Sony juga tengah mengkaji ulang strategi ekspansi di Asia Tenggara dan India, wilayah yang dianggap sebagai pasar pertumbuhan potensial. Di wilayah ini, penetrasi streaming masih meningkat, dan permintaan terhadap konten lokal makin tinggi. Sony berencana memperkuat kolaborasi dengan rumah produksi lokal dan membuka peluang bagi artis dari kawasan tersebut untuk menembus pasar global melalui label musiknya. The Straits Times menyebut bahwa langkah ini selaras dengan tren globalisasi konten.
Dari sisi teknologi konsumen, Sony terus menghadapi persaingan ketat dalam kategori TV premium, kamera mirrorless, dan perangkat audio. Inovasi produk seperti televisi OLED, kamera Alpha series, dan headphone noise-cancelling WH-1000XM5 tetap mendapat sambutan positif, tetapi margin bisnis ini menipis akibat tekanan biaya dan meningkatnya harga bahan baku. TechCrunch melaporkan bahwa Sony kini berusaha memperkuat daya saing produknya melalui pendekatan ekosistem, yakni menghubungkan perangkat keras dengan layanan hiburan milik mereka.
Salah satu pendekatan yang sedang diuji coba adalah integrasi platform PlayStation dengan televisi Sony, memungkinkan pengguna menikmati konten game melalui cloud gaming langsung di smart TV. Meskipun teknologi ini masih dalam tahap awal, potensi jangka panjangnya besar, mengingat arah industri game yang mulai beralih ke layanan berbasis awan. IGN menyatakan bahwa langkah ini bisa menjadi batu loncatan bagi Sony dalam mempertahankan posisi dominan di industri hiburan digital.
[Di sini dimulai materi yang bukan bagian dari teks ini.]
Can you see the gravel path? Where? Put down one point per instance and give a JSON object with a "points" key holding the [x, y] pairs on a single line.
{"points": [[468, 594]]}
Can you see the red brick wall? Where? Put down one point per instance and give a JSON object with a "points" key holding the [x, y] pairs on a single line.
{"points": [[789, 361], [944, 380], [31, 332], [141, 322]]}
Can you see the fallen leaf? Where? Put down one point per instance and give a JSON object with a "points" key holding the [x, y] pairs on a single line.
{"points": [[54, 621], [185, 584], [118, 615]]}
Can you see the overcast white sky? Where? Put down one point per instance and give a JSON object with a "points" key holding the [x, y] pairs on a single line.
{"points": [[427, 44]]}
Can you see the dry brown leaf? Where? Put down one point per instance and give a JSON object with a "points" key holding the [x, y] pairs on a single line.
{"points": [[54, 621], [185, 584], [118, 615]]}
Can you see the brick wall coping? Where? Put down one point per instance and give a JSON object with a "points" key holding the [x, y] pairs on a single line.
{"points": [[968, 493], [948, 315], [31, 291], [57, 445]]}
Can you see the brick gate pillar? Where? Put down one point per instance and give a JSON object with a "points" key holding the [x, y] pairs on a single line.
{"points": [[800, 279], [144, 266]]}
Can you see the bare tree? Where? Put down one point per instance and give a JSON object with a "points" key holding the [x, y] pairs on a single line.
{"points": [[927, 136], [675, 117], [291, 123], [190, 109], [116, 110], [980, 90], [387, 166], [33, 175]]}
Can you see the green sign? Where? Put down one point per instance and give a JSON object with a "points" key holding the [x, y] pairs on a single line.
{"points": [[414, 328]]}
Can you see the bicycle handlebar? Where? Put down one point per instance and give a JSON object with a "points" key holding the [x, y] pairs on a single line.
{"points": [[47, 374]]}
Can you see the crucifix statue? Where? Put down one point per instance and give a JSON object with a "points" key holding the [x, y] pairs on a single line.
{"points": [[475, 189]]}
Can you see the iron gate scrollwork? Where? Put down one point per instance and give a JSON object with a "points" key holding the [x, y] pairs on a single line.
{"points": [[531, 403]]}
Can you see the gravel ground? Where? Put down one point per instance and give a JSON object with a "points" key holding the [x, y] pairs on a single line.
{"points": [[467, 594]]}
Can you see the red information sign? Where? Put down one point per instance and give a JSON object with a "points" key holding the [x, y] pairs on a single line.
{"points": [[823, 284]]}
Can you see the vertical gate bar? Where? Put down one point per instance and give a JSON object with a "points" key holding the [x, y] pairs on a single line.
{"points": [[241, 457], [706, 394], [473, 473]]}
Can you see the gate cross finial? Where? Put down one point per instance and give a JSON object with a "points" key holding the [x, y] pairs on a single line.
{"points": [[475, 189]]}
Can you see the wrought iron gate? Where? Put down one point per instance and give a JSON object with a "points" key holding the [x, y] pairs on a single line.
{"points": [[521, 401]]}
Sony diperkirakan akan lebih fokus pada transformasi digital dan penyelarasan strategi lintas divisi. Perusahaan sudah membentuk unit koordinasi lintas bisnis yang bertugas mengintegrasikan data pelanggan dari berbagai layanan — mulai dari PlayStation, musik, hingga streaming film — untuk memberikan pengalaman yang lebih terpadu dan personal. Transformasi ini juga akan memperkuat daya saing Sony dalam menghadapi perusahaan teknologi seperti Apple, Amazon, dan Google, yang semakin aktif di bidang hiburan.
Sebagai perusahaan yang pernah identik dengan Walkman dan televisi Trinitron, perjalanan Sony mencerminkan transformasi dari manufaktur menjadi penguasa konten global. Dengan portofolio bisnis yang mencakup musik, film, game, dan teknologi konsumen, perusahaan kini menjadi model hibrida yang unik di antara raksasa industri. Dan jika kinerja kuartal terakhir menjadi indikasi, Sony tampaknya siap menghadapi dekade baru dengan strategi yang semakin terfokus dan adaptif terhadap perubahan zaman.